Bazı köylüler onunla hemfikir. 53 yaşındaki Hayri Koyuncu, Yeniköy’ün etrafındaki yakında havalimanı olacak çayırları işaret ediyor. Söylediğine göre 1924’ten beri ailece İstanbul’un Karadeniz bölgesinde yaşıyor, hayvancılıkla geçimlerini sağlıyorlar. “Geçmişte İstanbul’da satılan fasulye ve diğer sebzeler burada yetiştirilirdi. İneklerimiz ve küçükbaş hayvanlarımız vardı. Mutluyduk. Bu köy kendi başının çaresine bakıyordu” diyen Koyuncu, “Bana kalırsa havalimanı inşa edilirse köylülerin özgürlüğü ortadan kalkacak. Çünkü birinin özgür olabilmesi için hayatta kalmasına yetecek kaynaklara sahip olması gerekir” diye devam ediyor. Dıger bir taraftan İstanbullu taksi şoförü Hamdi Akyüz ise daha fazla mega-proje görmek istediğini dile getiriyor. İstanbul’un ünlü trafiğinde saatler geçiren Akyüz “Bu kadarı yetmez. Üçüncü köprü bile yetmez. Dört, beş köprü lazım bize” diyor.
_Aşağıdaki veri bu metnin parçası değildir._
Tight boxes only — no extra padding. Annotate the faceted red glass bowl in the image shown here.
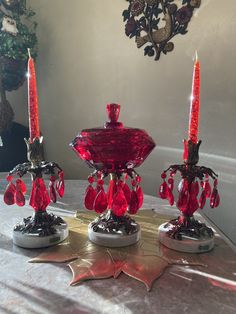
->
[71,104,155,172]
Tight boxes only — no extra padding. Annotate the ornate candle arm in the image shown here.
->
[4,137,68,248]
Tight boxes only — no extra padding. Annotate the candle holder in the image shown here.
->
[158,140,220,253]
[4,137,68,248]
[71,104,155,247]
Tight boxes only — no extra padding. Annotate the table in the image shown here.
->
[0,180,236,314]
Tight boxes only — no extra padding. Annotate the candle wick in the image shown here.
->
[27,48,31,58]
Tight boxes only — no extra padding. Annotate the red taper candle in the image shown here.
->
[28,49,40,142]
[188,53,200,144]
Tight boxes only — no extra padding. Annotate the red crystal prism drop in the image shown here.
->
[93,187,108,213]
[29,178,50,211]
[129,190,139,215]
[84,185,97,210]
[29,178,43,211]
[199,190,206,209]
[16,179,27,194]
[107,179,117,208]
[136,186,143,209]
[122,182,132,206]
[176,190,189,214]
[203,180,211,198]
[15,189,25,206]
[167,186,175,206]
[49,176,57,203]
[210,187,220,208]
[186,181,199,216]
[3,182,16,205]
[168,177,174,191]
[159,181,168,199]
[111,187,128,216]
[49,183,57,203]
[56,171,65,197]
[39,178,51,210]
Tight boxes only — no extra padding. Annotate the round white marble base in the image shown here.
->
[158,223,214,253]
[13,222,69,249]
[88,223,141,247]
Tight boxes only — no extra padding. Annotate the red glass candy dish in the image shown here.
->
[71,104,155,173]
[71,104,155,247]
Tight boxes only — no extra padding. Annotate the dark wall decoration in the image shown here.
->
[123,0,201,61]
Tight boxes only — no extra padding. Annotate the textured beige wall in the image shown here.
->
[10,0,236,242]
[10,0,233,178]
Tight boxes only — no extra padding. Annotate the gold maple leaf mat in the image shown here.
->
[29,210,206,291]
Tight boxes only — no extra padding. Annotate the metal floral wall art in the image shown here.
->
[123,0,201,61]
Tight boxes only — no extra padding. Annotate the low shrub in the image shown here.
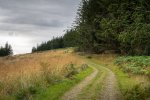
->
[115,56,150,77]
[124,85,150,100]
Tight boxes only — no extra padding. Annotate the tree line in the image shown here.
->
[0,43,13,57]
[34,0,150,55]
[75,0,150,55]
[32,29,79,52]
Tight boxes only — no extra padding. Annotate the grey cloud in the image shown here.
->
[0,0,81,53]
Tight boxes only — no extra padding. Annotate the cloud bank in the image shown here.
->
[0,0,80,54]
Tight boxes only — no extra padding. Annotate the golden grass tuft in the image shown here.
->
[0,49,84,98]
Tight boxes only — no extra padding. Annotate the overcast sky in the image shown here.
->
[0,0,80,54]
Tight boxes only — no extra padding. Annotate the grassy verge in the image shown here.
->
[35,67,93,100]
[77,60,107,100]
[86,54,150,100]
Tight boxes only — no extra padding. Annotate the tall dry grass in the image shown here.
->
[0,49,84,99]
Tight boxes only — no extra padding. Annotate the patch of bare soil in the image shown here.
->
[61,68,98,100]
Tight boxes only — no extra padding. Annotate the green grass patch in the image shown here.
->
[35,67,93,100]
[115,56,150,78]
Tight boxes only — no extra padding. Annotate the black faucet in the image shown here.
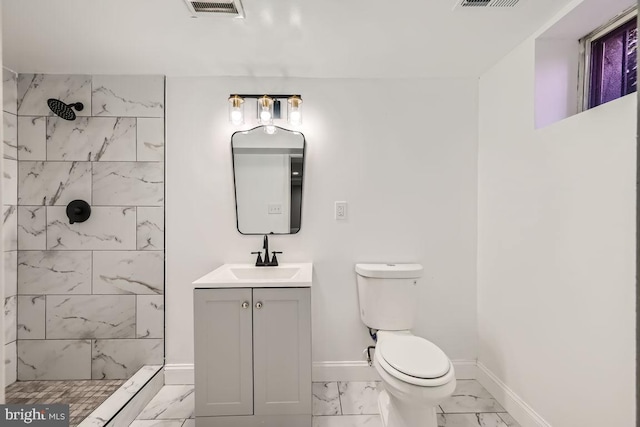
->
[262,234,270,266]
[251,234,282,267]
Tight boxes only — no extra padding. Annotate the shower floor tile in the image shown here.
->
[135,380,520,427]
[5,380,126,426]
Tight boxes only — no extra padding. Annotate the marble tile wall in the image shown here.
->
[13,74,165,380]
[2,68,18,385]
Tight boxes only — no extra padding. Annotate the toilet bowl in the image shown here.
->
[356,264,456,427]
[374,331,456,427]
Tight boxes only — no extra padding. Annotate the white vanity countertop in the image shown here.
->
[193,262,313,289]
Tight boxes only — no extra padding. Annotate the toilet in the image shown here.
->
[356,264,456,427]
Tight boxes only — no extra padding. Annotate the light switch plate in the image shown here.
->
[335,202,347,220]
[269,203,282,215]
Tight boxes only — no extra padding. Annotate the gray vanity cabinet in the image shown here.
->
[194,288,311,427]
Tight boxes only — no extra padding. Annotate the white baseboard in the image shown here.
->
[164,360,476,385]
[311,360,380,382]
[164,363,195,385]
[477,362,551,427]
[451,359,478,380]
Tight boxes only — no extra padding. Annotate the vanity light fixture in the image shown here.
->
[229,95,244,125]
[258,95,273,126]
[229,94,302,126]
[287,95,302,126]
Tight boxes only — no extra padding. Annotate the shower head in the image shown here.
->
[47,98,84,120]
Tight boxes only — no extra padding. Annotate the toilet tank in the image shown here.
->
[356,264,423,331]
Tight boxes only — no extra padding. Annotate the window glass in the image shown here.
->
[589,18,638,108]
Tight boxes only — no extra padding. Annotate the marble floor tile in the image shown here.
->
[129,420,185,427]
[338,381,379,415]
[438,413,507,427]
[498,412,520,427]
[137,385,195,420]
[440,380,505,414]
[312,382,342,415]
[311,415,382,427]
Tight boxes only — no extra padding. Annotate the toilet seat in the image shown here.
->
[375,335,455,387]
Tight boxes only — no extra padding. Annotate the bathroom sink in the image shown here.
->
[193,263,313,288]
[230,266,301,280]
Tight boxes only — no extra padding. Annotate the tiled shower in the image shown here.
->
[3,70,165,380]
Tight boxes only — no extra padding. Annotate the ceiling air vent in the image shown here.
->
[184,0,244,18]
[456,0,520,7]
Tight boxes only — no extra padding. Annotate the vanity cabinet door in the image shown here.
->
[253,288,311,415]
[194,289,253,416]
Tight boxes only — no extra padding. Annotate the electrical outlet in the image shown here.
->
[336,202,347,220]
[269,203,282,215]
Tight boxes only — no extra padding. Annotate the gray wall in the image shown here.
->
[17,74,164,380]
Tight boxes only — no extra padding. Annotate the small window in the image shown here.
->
[581,8,638,110]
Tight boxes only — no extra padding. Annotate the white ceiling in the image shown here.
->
[2,0,576,78]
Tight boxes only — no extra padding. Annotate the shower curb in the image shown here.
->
[78,365,164,427]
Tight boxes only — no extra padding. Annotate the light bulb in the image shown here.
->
[260,110,271,122]
[287,95,302,126]
[231,110,244,125]
[289,110,302,125]
[229,95,244,125]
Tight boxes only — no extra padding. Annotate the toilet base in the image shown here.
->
[378,390,438,427]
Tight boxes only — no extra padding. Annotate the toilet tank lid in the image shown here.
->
[356,264,423,279]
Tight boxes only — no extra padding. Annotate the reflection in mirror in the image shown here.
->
[231,126,305,234]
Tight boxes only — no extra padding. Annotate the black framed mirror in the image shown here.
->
[231,126,306,234]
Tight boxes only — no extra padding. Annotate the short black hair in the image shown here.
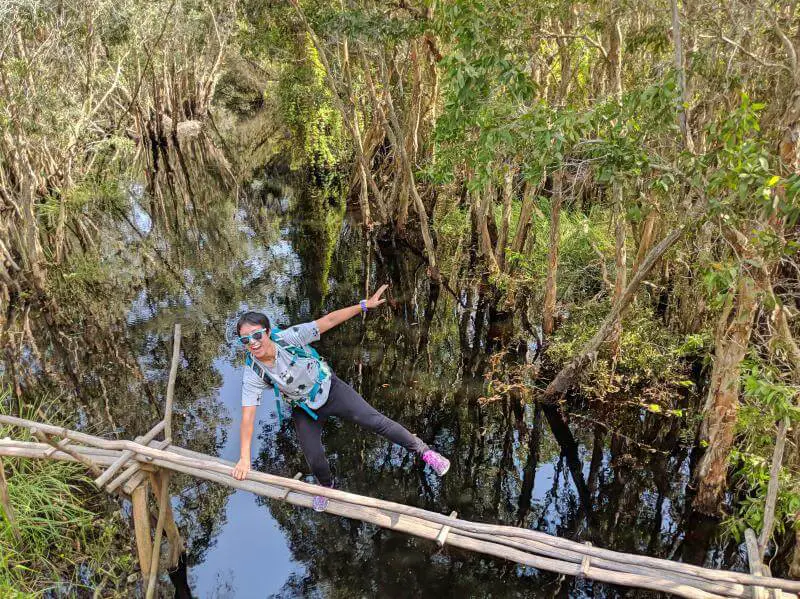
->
[236,312,271,335]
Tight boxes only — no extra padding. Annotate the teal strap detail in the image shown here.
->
[244,346,320,426]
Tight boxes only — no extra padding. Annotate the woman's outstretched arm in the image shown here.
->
[315,285,389,335]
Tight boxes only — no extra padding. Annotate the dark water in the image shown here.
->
[145,170,742,597]
[10,138,743,599]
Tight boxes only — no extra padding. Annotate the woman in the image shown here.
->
[233,285,450,512]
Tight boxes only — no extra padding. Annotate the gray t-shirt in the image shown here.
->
[242,321,331,414]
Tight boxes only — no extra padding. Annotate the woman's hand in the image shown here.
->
[233,458,250,480]
[367,285,389,310]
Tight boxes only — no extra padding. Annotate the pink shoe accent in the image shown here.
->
[422,449,450,476]
[311,495,328,512]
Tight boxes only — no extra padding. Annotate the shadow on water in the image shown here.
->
[4,134,743,598]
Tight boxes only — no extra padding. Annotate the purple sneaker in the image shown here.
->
[311,483,334,512]
[422,449,450,476]
[312,495,328,512]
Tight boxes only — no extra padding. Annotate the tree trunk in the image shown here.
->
[672,0,694,152]
[693,271,758,514]
[511,177,539,254]
[495,166,516,272]
[542,170,564,337]
[544,203,706,397]
[631,208,658,276]
[473,187,500,274]
[609,183,628,360]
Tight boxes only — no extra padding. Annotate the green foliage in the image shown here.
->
[547,303,693,398]
[278,37,342,170]
[725,357,800,540]
[0,396,133,597]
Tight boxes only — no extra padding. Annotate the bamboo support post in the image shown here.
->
[758,416,790,561]
[145,470,170,599]
[0,458,20,541]
[150,472,185,570]
[436,512,458,547]
[114,441,169,495]
[131,481,152,582]
[581,541,592,577]
[44,439,70,458]
[95,420,167,490]
[762,564,783,599]
[164,324,181,441]
[744,528,767,599]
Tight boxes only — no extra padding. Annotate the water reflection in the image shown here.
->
[3,136,743,598]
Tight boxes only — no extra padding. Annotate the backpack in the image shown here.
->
[245,327,330,426]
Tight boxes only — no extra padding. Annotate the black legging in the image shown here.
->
[292,374,428,487]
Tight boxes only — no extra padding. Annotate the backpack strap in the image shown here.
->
[244,350,320,426]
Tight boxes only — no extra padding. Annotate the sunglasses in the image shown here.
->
[239,329,267,345]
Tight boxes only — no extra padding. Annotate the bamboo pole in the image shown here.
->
[131,481,153,582]
[94,420,166,491]
[0,458,20,541]
[0,426,800,597]
[744,528,767,599]
[115,441,169,495]
[31,427,101,476]
[150,472,185,570]
[164,323,181,441]
[0,444,772,597]
[758,416,789,560]
[145,472,170,599]
[106,441,169,495]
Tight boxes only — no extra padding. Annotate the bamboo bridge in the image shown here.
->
[0,327,800,599]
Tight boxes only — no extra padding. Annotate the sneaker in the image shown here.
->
[311,495,328,512]
[311,483,334,512]
[422,449,450,476]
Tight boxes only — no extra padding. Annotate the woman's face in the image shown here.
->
[239,322,273,360]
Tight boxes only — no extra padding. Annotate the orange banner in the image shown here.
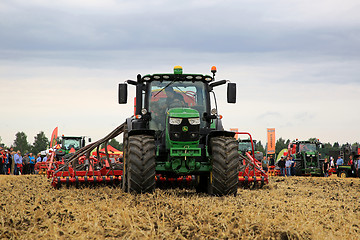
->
[230,128,239,140]
[50,127,58,148]
[267,128,275,154]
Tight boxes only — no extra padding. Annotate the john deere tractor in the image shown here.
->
[119,66,239,195]
[288,140,324,176]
Havalimanını inşa etmekle görevlendirilen beş şirketten biri olan Mapa İnşaat ve Ticaret A.Ş. İş Geliştirme Müdürü Özcan Ömüral, Türkiye’nin Batı ülkelerinin ormanları kesip termik santrallar inşa ederek elde ettikleri refah seviyesine ulaşmayı hak ettiğini dile getiriyor. Çoğu Türk gibi o da Türkiye ekonomisi tam şahlanırken ülkesine getirilen bu eleştirileri şüpheyle karşılıyor: “Türkiye gelişmekte olan bir ülke ve altyapıya ihtiyacı var. Şehir büyümek zorunda ve siz de yeni yerler inşa etmek zorundasınız. Bana göre yeni kuralları gelişmekte olan ülkelerdeki sanayileşmeyi kontrol altına almak adına getiriyorlar.”

“Özel Koşullar”ın Arkasına Saklanan Bir Ülke

Uluslararası iklim değişikliği görüşmelerinde Türkiye kendine özgü ve kimi zaman izole bir rol oynuyor. 1997’de imzalanan Kyoto Protokolü ülkeleri iki kategoriye ayırdı –sanayileşmiş olanlar veya Ek-A denilen, karbon salımında azaltıma gitmesi zorunlu ülkeler ve gelişmekte olan ve o dönem için paçayı kurtaran “Ek-A olmayan” ülkeler. Türkiye her nasılsa iki gruba birden girdi.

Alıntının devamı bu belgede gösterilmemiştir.